Namun Majelis Hakim meyakini bahwa mereka melanggar ketentuan sebagaimana dakwaan subsidair, yakni Pasal 3 juncto Pasal 18 Undang-Undang Pemberantasan Tindak Pidana Korupsi juncto Pasal 55 ayat 1 ke-1 KUHPidana.
Terkait vonis ini, Majelis Hakim memiliki sejumlah pertimbangan memberatkan dan meringankan.
Pertimbangan memberatkan bagi mereka di antaranya:
• Tindakan para terdakwa tidak membantu program pemerintah dalam pemberantasan tindak pidana korupsi;
• Tindakan para terdakwa menyebabakan kerugian negara cukup besar hingga Rp 2.343.903.278.312,91 (2 triliun lebih); dan
• Terdakwa tidak merasa bersalah dalam perkara ini.
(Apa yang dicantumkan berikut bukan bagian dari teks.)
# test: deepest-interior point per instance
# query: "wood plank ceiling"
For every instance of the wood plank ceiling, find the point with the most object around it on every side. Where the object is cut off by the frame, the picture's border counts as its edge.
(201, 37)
Adapun pertimbangan meringankan bagi mereka:
• Terdakwa bersikap sopan di persidangan;
• Para terdakwa sebagai kepala rumah tangga dalam keluarganya masing masing;
• Para terdakwa belum pernah dipidana dalam perkara yang lain.
Vonis majelis hakim untuk Ridwan Djamaluddin dkk ini lebih rendah dari tuntutan yang telah dilayangkan jaksa penuntut umum pada Kejaksaan Tinggi Sulawesi Utara.
Tuntutan yang dilayangkan jaksa sebagai berikut: Ridwan Djamaluddin 5 tahun penjara dan denda Rp 500 juta subsidair 3 bulan kurungan; Sugeng Mujiyanto 5 tahun penjara dan denda Rp 500 juta subsidair 3 bulan kurungan; Yuli Bintoro 4 tahun 6 bulan penjara dan denda Rp 500 juta subsidair 3 bulan kurungan; Henry Julianto 4 tahun penjara dan denda Rp 500 juta subsidair 3 bulan kurungan; Eric Viktor Tambunan 4 tahun penjara dan denda Rp 500 juta subsidair 3 bulan kurungan.